With the goal of removing assets from our web binary, we introduced the concept of async assets into the app. These assets are bundled directly into the binary using RustEmbed in all cases except for web builds. In web builds, these assets are fetchable from a URL. Then, in code, we identify assets and where they come from using an enum:
pub enum AssetSource {
URL {
url: String,
},
Bundled {
// Assets that are statically included in the bundle can be statically // referenced.
path: &'static str,
},
LocalFile {
path: String
},
}
Whenever we try to access the contents of an asset - such as when we attempt to render it - our UI framework does the work of finding the data. If the source is a URL, that means spawning a future that fetches the bytes over the network. If it’s bundled, it means passing back a reference to the bytes in the RustEmbed. If it’s a local file, that means opening the file and asynchronously reading out its contents. We built this in a way that supports eager fetching for more popular assets. This means, for example, the fetch of an image might be kicked off immediately at app startup to offset latency when the image is actually needed.
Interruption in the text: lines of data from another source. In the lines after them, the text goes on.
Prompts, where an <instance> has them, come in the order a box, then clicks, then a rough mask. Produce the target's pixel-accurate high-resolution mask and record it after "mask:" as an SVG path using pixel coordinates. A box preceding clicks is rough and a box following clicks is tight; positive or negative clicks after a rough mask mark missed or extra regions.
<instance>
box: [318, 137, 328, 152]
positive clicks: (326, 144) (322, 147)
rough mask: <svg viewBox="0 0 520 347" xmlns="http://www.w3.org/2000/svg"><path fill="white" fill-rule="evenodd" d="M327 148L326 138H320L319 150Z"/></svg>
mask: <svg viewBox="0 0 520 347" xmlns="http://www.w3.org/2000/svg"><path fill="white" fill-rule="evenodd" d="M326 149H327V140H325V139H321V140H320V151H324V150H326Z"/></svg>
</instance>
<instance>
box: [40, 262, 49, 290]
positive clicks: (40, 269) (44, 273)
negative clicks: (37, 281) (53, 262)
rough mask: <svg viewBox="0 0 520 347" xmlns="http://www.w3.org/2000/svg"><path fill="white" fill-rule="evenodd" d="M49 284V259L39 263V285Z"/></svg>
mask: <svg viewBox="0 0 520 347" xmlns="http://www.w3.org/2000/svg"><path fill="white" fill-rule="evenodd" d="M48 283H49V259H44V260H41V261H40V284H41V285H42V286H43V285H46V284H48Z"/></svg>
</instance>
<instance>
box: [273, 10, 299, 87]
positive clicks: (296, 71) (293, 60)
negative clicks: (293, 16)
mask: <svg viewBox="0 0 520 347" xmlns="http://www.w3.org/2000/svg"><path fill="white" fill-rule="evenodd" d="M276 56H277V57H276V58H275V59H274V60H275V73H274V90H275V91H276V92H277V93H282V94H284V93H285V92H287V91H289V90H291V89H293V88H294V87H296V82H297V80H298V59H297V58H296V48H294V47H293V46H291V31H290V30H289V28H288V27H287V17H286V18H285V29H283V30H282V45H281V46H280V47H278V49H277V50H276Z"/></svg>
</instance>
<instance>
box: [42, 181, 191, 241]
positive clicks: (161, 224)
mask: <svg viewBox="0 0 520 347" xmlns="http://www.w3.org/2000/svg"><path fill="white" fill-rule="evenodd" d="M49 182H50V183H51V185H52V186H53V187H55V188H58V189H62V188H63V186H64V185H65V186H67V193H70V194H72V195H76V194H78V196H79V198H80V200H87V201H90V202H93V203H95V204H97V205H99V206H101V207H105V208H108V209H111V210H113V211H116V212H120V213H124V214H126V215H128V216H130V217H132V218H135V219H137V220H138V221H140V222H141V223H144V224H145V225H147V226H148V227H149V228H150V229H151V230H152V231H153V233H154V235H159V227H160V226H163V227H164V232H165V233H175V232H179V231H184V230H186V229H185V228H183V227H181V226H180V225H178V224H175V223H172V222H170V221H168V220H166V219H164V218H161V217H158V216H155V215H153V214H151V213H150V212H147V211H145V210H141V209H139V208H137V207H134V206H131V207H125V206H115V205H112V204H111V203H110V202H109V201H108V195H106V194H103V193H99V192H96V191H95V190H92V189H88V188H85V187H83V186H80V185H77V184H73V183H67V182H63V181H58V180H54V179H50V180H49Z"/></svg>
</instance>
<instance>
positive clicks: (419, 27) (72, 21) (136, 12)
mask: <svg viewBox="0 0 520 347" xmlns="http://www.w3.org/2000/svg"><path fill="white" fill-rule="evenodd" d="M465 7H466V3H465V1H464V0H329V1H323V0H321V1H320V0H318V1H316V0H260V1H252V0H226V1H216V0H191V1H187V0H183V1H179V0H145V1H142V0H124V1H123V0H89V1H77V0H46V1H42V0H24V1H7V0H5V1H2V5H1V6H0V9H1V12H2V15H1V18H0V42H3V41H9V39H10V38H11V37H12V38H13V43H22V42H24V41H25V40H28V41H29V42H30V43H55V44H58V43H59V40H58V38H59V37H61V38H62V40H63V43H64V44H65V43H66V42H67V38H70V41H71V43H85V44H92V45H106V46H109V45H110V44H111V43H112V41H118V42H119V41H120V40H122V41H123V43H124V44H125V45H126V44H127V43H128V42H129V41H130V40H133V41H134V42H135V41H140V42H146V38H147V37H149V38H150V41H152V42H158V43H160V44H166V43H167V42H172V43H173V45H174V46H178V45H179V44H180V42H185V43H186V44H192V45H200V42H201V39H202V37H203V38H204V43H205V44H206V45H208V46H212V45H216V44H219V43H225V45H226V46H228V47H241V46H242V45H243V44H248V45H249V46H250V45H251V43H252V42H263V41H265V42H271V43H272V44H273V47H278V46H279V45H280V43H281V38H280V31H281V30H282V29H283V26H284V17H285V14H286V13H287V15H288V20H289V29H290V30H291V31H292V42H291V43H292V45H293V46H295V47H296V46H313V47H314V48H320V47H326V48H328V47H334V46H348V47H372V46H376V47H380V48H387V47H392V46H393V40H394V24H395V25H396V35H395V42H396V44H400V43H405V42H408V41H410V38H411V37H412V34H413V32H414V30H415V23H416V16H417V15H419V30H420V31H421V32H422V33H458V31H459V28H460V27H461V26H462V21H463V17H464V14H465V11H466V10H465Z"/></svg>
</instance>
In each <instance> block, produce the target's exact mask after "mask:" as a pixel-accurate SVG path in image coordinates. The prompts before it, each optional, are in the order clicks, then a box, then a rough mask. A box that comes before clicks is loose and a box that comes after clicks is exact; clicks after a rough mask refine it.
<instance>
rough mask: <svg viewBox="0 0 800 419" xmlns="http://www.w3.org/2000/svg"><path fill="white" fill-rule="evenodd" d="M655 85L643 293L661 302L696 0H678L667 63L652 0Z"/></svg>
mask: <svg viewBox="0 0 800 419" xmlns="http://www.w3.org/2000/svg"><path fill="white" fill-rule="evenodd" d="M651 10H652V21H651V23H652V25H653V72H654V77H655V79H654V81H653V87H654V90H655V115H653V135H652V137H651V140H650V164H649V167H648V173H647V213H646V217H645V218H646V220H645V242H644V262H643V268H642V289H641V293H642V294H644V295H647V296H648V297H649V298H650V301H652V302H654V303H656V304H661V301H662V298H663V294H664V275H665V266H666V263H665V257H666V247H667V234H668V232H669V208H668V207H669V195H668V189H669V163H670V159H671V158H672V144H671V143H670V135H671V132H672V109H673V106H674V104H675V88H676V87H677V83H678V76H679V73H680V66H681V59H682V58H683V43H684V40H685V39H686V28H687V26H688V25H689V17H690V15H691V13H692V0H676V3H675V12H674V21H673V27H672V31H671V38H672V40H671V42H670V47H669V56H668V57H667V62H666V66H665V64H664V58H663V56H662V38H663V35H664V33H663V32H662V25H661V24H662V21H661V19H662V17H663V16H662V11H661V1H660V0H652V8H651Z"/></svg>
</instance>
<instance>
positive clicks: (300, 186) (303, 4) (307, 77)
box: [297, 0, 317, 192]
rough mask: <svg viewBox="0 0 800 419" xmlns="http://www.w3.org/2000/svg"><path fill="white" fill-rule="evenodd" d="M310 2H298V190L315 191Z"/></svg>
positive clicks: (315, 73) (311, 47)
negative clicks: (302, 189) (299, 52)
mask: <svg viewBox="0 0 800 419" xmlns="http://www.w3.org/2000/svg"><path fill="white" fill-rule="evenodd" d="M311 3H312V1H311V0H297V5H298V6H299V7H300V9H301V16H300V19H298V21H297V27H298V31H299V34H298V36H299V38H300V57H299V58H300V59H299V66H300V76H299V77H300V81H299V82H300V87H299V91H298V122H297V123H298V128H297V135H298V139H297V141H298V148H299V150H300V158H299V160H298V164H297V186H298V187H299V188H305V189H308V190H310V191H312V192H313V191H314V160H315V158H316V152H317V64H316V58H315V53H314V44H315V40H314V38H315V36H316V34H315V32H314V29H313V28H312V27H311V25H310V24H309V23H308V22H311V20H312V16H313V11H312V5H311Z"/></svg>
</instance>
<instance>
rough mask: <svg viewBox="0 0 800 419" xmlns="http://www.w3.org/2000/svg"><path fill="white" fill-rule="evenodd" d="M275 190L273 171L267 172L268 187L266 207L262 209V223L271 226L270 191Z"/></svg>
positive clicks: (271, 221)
To make async assets more ergonomic in our code, we built a Rust macro that resolves a file name to an AssetSource at compile time based on whether we’re building to WASM. This means that we declare async assets as bundled_or_fetched_asset!(“snowy_bg.jpg”)
and we know that in web builds this resolves to a fetchable asset whereas in desktop builds it’s a bundled asset. The result here is that different Warp builds can fetch the same asset from different places without much complexity in code.
Removing assets from the binary changes the user experience. There’s now the possibility that, say, selecting a new theme in Warp might be a network-bound operation. This is a worthwhile tradeoff in user experience, and from our testing the difference between a bundled and fetched asset is indistinguishable in most cases.
The result of our efforts so far is that our WASM binary is about 65% smaller than our desktop binaries, and we’re looking to make even more improvements here in the future. As for now, we’re excited to be introducing a Warp on web with the snappiness that users expect from their terminals.